Os estudos sobre família e gênero no Brasil correlacionam pobreza com família irregular, sem muita consideração sobre os aspectos políticos e ideológicos que envolvem a questão, a exemplo das diversidades étnicas que envolvem o processo de construção de identidades parentais e de gênero (Kaloustian, 1994; Donzelot,1980). A diversidade quanto aos modelos de relacionamento desorientam as pessoas incidindo sobre o incremento de conversões religiosas seja ao catolicismo carismático ou ao protestantismo em busca de paradigmas para as relações conjugais (Machado, 1996).
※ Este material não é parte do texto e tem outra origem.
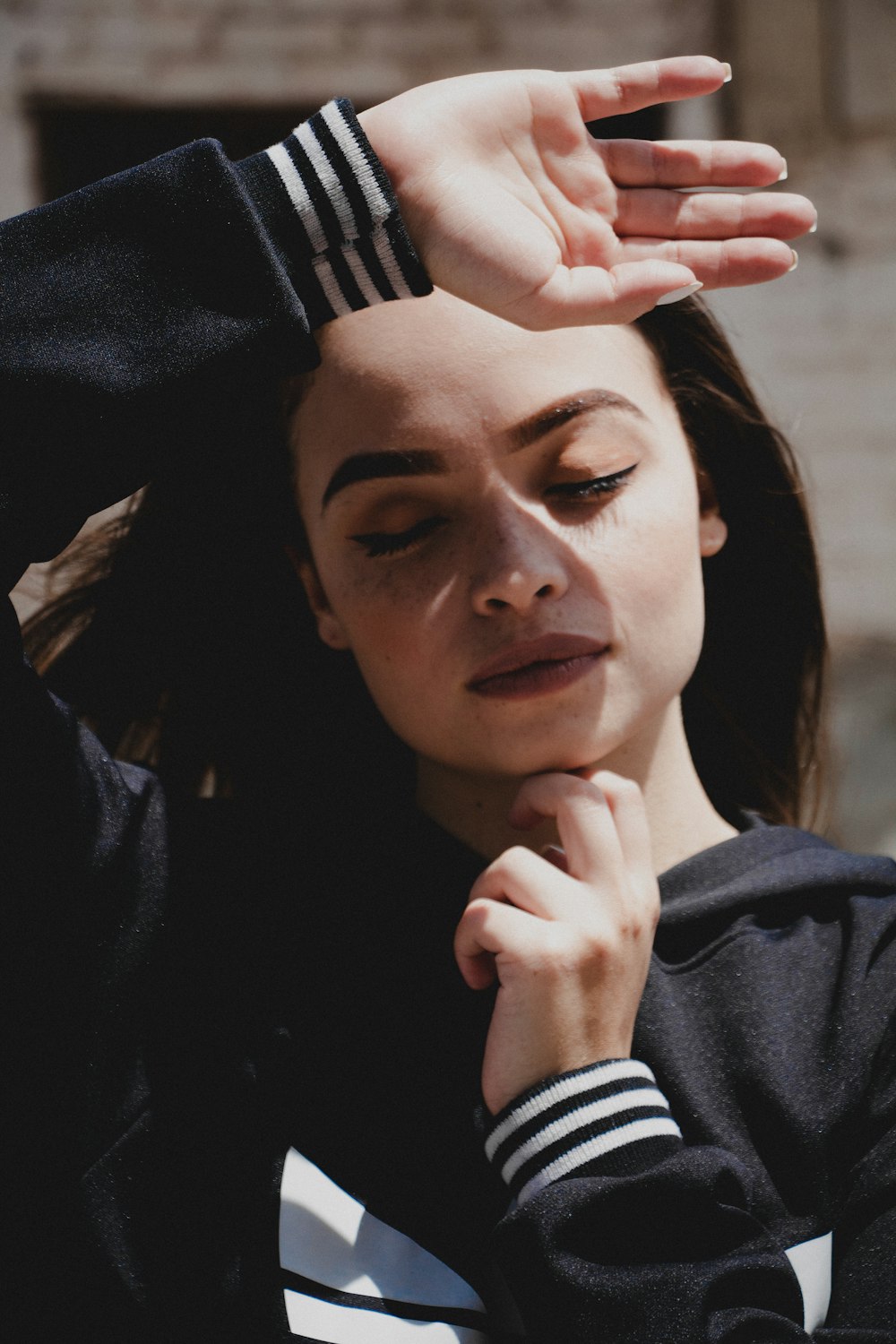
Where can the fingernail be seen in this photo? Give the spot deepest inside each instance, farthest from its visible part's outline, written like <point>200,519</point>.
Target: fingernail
<point>555,855</point>
<point>677,295</point>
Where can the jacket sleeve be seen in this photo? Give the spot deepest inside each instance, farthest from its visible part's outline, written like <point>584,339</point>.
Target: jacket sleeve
<point>142,320</point>
<point>624,1233</point>
<point>140,316</point>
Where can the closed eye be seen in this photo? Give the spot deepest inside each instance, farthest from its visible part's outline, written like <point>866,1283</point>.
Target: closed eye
<point>592,488</point>
<point>392,543</point>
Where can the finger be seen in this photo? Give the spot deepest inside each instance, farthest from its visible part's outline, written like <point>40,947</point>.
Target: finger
<point>555,855</point>
<point>630,819</point>
<point>584,823</point>
<point>583,295</point>
<point>528,882</point>
<point>737,261</point>
<point>608,93</point>
<point>668,214</point>
<point>487,929</point>
<point>691,163</point>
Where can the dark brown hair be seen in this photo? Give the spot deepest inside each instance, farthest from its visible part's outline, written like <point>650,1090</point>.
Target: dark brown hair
<point>180,632</point>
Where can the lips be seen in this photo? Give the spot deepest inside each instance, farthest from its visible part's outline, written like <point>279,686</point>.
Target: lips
<point>538,664</point>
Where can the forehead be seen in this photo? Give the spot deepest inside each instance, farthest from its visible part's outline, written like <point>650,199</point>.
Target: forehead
<point>440,366</point>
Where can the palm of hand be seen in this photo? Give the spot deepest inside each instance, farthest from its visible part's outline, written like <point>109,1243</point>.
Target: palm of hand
<point>517,209</point>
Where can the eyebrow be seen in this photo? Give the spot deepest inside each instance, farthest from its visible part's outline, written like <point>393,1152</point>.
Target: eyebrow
<point>419,461</point>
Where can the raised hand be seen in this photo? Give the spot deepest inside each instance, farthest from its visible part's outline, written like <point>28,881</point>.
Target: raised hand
<point>517,209</point>
<point>570,949</point>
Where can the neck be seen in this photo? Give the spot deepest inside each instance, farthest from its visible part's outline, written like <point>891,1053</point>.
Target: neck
<point>681,819</point>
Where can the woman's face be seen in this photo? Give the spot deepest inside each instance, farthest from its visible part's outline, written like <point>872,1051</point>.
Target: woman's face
<point>505,531</point>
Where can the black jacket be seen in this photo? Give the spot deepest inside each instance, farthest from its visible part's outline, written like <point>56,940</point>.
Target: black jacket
<point>174,1027</point>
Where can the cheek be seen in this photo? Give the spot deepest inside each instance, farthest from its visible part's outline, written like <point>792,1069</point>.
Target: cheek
<point>659,573</point>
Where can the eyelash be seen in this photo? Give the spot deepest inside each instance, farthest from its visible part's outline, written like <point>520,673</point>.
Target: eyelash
<point>573,492</point>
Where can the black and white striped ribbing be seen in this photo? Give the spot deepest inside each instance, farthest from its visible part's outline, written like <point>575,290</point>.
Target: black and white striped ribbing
<point>571,1124</point>
<point>332,217</point>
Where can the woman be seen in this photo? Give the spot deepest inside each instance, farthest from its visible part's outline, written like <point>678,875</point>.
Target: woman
<point>277,1031</point>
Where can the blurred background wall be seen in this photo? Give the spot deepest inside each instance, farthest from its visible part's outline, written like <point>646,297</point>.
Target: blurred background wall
<point>90,86</point>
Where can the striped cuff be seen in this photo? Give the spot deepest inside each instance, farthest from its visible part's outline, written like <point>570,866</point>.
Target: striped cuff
<point>332,217</point>
<point>582,1124</point>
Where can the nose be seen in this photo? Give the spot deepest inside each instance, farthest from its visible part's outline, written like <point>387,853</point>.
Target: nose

Por outro lado, predomina o pressuposto de que a família existe enquanto unidade substantiva, derivada apenas de processos biológicos, sem indagação sobre a existência dos suportes de reprodução material e simbólico que lhes fundamenta a existência. (Sluski,1997)

Em seu estudo sobre mulheres, relações violentas e a prática feminista, Gregori indica que no geral as explicações para a crise doméstica são atribuídas a “... condutas inadequadas de seus maridos: beber, ser mulherengo, ser boêmio, praticar ‘exageros’ sexuais” (Gregori, 1993:140). Reconhece que seu estudo deixou uma lacuna importante ao não analisar o que ela chamou o “lado dos homens”.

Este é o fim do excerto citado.